Dans l'identité européenne je vois plutôt une carte d'identité européenne (et pourquoi pas mondiale tant qu'on y est). Cela permettrait une plus grande contrôle sur la population et par définition une meillieur sécurité. (avec ces cons de terroristes, ça serait un plus)
Mais être un citoyen européen ? Nah, ça m’intéresse pas. Je n'ai jamais eu le sentiment d'appartenir à l'Europe. De toute manière, pour moi l'Europe n'est plus que l'ombre de ce que c'était. Aujourd'hui ça ne m'est plus qu'un nom vague et sans signification. Il faudrait remonter à l'époque de la conquête romaine au début de nôtre ère pour y retrouver un semblant de quelque chose.

yl74 14/04/2016 11:27

Merci pour cet avis.
L'Europe actuelle n'a plus grand rapport avec l'idéal européen initial , c'est un fait. Elle est devenu un autre "grand machin" sous influence de lobbies majoritairement financiers, pas vraiment au service des citoyens européens. Je ne m'y reconnais pas non plus.

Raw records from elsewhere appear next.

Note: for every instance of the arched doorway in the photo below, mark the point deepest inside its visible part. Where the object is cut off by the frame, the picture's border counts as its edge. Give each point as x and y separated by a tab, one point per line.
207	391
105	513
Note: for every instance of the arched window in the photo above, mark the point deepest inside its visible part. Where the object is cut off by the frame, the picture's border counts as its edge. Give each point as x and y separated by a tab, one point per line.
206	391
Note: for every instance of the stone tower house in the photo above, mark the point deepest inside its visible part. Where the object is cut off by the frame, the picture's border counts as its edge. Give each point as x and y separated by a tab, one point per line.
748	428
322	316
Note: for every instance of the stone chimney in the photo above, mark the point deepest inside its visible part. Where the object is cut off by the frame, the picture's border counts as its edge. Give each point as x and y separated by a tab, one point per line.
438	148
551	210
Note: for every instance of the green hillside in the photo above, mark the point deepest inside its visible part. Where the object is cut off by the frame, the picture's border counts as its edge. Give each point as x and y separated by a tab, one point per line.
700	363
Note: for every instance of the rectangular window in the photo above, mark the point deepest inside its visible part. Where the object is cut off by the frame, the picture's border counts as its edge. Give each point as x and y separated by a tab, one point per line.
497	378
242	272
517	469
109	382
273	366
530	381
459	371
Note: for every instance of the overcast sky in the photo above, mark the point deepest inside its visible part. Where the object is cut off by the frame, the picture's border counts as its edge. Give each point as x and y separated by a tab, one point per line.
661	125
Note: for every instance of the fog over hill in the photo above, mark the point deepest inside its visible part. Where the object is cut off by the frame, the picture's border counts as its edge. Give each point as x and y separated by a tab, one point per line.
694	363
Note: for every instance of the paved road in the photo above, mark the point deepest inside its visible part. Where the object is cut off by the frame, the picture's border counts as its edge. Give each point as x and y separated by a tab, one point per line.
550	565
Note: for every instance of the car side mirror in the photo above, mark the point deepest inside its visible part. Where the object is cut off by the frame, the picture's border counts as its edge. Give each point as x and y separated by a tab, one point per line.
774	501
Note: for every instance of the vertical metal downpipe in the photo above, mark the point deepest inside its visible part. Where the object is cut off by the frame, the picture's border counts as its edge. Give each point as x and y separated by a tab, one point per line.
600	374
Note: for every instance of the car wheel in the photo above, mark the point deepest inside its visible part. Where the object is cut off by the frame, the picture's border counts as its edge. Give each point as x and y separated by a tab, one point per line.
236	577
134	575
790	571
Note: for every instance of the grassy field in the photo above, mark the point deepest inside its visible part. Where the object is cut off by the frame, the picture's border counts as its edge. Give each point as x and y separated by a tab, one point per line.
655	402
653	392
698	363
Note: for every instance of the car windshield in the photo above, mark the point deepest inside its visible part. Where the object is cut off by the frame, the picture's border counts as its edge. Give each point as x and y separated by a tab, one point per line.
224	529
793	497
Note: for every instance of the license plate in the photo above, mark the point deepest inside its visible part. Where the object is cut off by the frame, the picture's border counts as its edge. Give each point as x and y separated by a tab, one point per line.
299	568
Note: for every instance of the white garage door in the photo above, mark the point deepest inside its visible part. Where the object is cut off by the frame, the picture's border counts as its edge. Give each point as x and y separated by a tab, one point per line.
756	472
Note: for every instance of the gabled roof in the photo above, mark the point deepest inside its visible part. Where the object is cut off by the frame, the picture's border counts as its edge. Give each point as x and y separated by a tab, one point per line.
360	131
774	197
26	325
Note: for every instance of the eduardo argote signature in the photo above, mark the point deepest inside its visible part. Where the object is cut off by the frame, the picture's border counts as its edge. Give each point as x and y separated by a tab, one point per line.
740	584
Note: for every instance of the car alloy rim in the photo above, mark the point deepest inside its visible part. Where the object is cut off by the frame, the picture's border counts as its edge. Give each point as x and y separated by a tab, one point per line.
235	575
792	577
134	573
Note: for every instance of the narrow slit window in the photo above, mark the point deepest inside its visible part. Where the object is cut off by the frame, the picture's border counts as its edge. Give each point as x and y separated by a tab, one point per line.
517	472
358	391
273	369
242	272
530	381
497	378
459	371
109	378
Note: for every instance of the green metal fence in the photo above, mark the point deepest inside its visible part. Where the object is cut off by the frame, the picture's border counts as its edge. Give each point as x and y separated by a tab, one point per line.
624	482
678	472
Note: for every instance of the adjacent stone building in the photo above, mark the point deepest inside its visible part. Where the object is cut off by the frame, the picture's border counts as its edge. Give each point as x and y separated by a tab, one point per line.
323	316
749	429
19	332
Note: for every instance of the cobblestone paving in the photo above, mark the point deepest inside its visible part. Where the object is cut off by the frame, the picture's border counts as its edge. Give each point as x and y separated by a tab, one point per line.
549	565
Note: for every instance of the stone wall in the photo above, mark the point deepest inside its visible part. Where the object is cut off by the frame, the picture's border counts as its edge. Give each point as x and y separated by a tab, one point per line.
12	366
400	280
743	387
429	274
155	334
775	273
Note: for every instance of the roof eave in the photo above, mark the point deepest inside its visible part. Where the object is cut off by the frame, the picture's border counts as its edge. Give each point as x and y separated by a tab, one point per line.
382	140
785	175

Ça ne veut pas dire pour autant, qu'on ne peut construire une Europe utile et laïque, lieu de progrès et de convergence politique et sociale. C'est même probablement la seule issue à la régression communautariste que nous vivons à toutes les niveaux de la société, des quartiers aux nations elles mêmes tentées par un isolationnisme illusoire.